While SSA has no direct role in assisting individuals in either selecting or enrolling in PDPs, we have provided instructions to the field offices on how to make sure those with questions on the new Medicare prescription drug coverage are directed to the resources they need. In some cases this means our employees will simply refer the questioner to 1-800-MEDICARE, or to the beneficiary's PDP provider, but in other cases it means making a personal call to state coordinators, reprinting and faxing award notices, and even making emergency calls to CMS Regional Offices.
SSA employees across the country are continuing to promote this valuable benefit. Our job is not completed, and we continue to look for more ways to reach those eligible for the “extra help” program.
In conclusion, I want to express my personal thanks, to this Committee for your continuing support for the Agency. As you know, SSA is operating under a continuing resolution, with funding levels significantly below the President's request. Moreover, the separate funding pool that the Congress authorized under MMA during the prescription drug program's start-up period no longer exists.

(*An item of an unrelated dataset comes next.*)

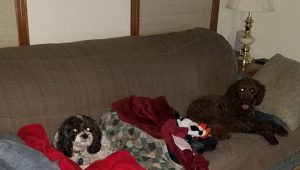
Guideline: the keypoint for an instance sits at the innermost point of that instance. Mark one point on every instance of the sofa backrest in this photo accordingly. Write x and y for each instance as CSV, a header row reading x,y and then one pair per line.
x,y
47,83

This situation means that “extra help” outreach has to be handled along with all of SSA's other vital workloads – such as the taking of retirement and disability claims. However, I can tell you from my own experience, that the dedicated employees of SSA will continue to do our very best, not only in administering the low-income subsidy and premium withholding for the Medicare prescription drug program, but also in providing our very important traditional services to the American public.
We look forward to our continued dialogue with organizations, advocacy groups, and of course, this Committee, as we progress with “extra help” program efforts.
Thank you and I will be glad to answer any questions you may have.